One of the phrases we overuse here at Hope is that our job isn’t to get people into our housing, its to get people out. Destitution housing, or financial support from a Hope grant can literally keep people alive while they fight there asylum case, but it isn’t a long term solution.

Everyone that we support has been, we believe, refused asylum in circumstances which are at the very least questionable. That means that we think there is a good chance that they will face persecution if they are forced to return ‘home’. Our focus is on the long term; helping them to challenge that refusal so they can get off the destitution treadmill for good and start to build a proper life in safety here in the UK. The first step towards this is often ‘section 4 support’. When new evidence is presented that casts doubt on the asylum refusal (we call this ‘making further representations’) and this is compelling enough that the Home Office have to  take it seriously, then they grant ‘section 4 support’. They provide housing and £35.39 per week. Inadequate as this is, its a huge step forward for people who were previously destitute – there is light at the end of the tunnel.

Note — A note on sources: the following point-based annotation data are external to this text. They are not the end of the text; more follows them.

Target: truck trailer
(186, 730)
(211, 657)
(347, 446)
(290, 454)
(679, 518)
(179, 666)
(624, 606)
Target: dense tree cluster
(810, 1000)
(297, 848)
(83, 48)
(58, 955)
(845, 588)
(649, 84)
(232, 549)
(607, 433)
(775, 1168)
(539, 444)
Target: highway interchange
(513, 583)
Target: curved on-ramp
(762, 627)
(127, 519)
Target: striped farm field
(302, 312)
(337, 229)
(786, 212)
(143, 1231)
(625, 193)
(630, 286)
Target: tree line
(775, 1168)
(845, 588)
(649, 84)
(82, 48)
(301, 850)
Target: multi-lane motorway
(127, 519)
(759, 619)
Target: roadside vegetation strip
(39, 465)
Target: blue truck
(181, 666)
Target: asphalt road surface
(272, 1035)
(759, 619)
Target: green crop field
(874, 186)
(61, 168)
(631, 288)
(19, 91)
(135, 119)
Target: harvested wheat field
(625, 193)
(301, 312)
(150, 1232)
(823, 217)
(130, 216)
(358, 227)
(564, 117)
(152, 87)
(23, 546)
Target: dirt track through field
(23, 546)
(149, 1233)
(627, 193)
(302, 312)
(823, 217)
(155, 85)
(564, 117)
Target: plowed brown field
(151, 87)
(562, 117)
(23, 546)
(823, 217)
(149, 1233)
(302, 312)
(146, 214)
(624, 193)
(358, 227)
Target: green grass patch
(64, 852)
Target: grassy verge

Since April, Hope has helped 43 people who were previously destitute successfully claim either section 4 from the Home Office or local authority support (usually if they were pregnant and homeless once the baby is born). That’s already as many as in the whole of last year. That’s great news for them, and of course it means that we have been able to house or financially support another 43 homeless and destitute asylum seekers.

We’re proud of what we have achieved, and of the hard work all our partner charities put in to making this happen, but the fundamental question needs to be asked. Why does the asylum system leave anyone deliberately homeless and destitute? How skewed are our priorities if we think that making pregnant women street homeless is a policy success?

We can’t answer those questions, but we can, and do, continue to house and support those who fear persecution yet have been made homeless and destitute.